Retailer Iceland Ireland has decided to pay an extra 2c/l to its milk suppliers and has instructed that this must be passed back directly to the farmers.

It said that this is part of its social responsibility policy and commitment to sustainability in local communities.

“This extra 2c being paid directly to the dairy farmer will be fully absorbed by Iceland Ireland and will in no way be passed on to the customer,” a statement from the company read.

“We always put customers first and that means a combination of great value, great products and a sustainable supply chain,” managing director of Iceland Ireland Ron Metcalfe said.

“This commitment hits the mark on all fronts for the communities we serve. Our mission has always been to offer the best value to our customers while supporting our local suppliers.”

The move follows heavy farmer opposition to its discount pricing of fresh milk, which was for sale at the equivalent of €1.45 for two litres.

Retailer and FMP chair Jim Mulhall called on all other retailers of fresh milk to follow Iceland’s lead and match the 2c/l offer.

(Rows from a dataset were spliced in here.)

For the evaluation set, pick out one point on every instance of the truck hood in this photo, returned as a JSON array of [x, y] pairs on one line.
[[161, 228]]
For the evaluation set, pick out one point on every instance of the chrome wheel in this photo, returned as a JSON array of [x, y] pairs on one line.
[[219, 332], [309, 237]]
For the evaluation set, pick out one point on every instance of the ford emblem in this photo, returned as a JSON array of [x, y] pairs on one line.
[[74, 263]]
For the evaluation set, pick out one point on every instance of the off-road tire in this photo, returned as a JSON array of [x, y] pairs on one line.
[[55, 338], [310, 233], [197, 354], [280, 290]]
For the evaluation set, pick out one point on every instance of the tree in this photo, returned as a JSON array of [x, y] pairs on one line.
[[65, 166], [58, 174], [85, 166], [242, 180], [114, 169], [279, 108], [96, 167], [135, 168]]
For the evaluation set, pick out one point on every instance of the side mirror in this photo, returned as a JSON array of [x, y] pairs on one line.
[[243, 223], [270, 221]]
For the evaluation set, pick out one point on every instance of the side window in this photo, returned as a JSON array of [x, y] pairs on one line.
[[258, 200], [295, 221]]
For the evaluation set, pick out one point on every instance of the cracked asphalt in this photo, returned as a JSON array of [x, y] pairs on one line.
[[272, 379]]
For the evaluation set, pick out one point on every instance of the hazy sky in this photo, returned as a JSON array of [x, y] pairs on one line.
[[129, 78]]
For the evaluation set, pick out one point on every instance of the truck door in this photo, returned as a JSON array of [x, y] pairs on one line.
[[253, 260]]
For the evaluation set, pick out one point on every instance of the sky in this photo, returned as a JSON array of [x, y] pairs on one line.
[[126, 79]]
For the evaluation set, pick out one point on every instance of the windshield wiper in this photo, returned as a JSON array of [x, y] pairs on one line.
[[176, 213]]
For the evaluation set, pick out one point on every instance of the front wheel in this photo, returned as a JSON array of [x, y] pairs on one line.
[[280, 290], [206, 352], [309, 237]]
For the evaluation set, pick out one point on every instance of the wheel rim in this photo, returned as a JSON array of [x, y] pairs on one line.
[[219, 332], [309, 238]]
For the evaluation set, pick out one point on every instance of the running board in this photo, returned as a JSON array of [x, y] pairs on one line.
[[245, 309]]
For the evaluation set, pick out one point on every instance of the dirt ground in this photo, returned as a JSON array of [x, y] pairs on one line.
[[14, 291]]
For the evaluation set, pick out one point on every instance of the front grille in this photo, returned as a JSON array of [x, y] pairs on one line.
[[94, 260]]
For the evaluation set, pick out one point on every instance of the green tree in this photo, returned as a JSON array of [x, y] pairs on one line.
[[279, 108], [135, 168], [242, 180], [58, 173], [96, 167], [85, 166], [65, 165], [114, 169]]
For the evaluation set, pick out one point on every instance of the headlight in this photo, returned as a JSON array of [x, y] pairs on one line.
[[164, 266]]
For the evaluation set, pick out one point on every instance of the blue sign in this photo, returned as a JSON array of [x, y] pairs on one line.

“Liquid milk farming is a specialised operation which incurs extra costs of feeding, labour management and capital investment.

“While growth conditions are much improved, there is a huge deficit in winter forage supplies, which will cost liquid milk farmers dearly to replace,” Mulhall said, welcoming Iceland’s announcement.

Meanwhile, a spokesperson for German discounter Aldi told the Irish Farmers Journal it “introduced an additional branded fresh milk line in a select number of stores in response to local competition”.

“This product retails at €1.45 for two litres ... the cost of our price reductions and amazing prices are always borne by Aldi. Aldi pays a fair and sustainable price for all our products,” the spokesperson said.